International Association
for Cryptologic Research

The $r$-rounds Even-Mansour block cipher uses $r$ public permutations of $\\{0, 1\\}^n$ and $r+1$ secret keys. An attack on this construction was described in \\cite{DDKS}, for $r = 2, 3$. Although this attack is only marginally better than brute force, it is based on an interesting observation (due to \\cite{NWW}): for a \"typical\" permutation $P$, the distribution of $P(x) \\oplus x$ is not uniform.

To address this, and other potential threats that might stem from this observation in this (or other) context, we introduce the notion of a ``balanced permutation\'\' for which the distribution of $P(x) \\oplus x$ is uniform, and show how to generate families of balanced permutations from the Feistel construction.

This allows us to define a $2n$-bit block cipher from the $2$-rounds Even-Mansour scheme. The cipher uses public balanced permutations of $\\{0, 1\\}^{2n}$, which are based on two public permutations of $\\{0, 1\\}^{n}$.

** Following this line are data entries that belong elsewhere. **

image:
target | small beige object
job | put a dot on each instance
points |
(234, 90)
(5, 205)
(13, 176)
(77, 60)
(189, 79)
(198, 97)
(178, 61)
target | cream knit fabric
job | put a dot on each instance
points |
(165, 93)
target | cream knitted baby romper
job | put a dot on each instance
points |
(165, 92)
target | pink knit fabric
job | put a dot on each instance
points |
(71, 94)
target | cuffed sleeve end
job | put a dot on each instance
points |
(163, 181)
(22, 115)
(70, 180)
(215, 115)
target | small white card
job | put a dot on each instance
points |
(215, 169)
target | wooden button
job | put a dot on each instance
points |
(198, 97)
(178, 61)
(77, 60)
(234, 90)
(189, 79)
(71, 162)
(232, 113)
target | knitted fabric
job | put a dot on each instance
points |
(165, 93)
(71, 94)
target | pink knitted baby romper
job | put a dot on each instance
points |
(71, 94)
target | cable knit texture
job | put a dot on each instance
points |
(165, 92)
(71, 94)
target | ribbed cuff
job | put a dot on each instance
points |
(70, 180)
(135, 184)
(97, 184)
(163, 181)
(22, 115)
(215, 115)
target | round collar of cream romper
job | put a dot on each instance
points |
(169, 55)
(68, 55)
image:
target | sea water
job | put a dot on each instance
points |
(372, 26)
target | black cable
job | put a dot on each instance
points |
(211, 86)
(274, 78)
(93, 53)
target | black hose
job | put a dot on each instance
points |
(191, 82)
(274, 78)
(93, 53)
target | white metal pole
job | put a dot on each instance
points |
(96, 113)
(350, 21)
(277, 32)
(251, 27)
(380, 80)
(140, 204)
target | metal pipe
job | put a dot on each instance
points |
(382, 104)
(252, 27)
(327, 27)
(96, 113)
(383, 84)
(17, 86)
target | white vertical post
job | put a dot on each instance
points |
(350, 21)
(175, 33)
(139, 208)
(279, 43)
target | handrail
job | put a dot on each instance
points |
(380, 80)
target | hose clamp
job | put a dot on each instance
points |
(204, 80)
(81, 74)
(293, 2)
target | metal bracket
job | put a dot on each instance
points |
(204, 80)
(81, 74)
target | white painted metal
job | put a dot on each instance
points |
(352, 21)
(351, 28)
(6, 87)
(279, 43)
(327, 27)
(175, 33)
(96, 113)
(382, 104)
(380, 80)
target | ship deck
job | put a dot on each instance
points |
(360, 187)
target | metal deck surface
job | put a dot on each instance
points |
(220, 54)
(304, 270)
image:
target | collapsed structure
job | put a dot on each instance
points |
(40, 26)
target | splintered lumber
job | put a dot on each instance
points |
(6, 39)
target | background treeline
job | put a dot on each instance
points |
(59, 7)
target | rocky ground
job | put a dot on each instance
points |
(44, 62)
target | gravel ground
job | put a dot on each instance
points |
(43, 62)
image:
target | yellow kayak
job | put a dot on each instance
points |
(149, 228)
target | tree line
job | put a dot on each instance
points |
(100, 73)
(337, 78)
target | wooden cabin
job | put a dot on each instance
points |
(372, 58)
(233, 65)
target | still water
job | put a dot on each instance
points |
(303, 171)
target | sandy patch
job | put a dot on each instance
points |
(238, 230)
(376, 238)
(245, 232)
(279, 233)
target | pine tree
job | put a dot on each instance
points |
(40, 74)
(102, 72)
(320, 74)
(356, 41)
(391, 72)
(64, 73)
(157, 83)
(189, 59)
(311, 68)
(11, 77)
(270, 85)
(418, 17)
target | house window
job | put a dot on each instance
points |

By construction, this cipher is immune against attacks that rely on the non-uniform behavior of $P(x) \\oplus x$. We prove that this cipher is indistinguishable from a random permutation of $\\{0, 1\\}^{2n}$,

for any adversary who has oracle access to the public permutations and to an encryption/decryption oracle, as long as the number of queries is $o (2^{n/2})$. As a practical example, we discuss the properties and the performance of a $256$-bit block cipher that is based on AES.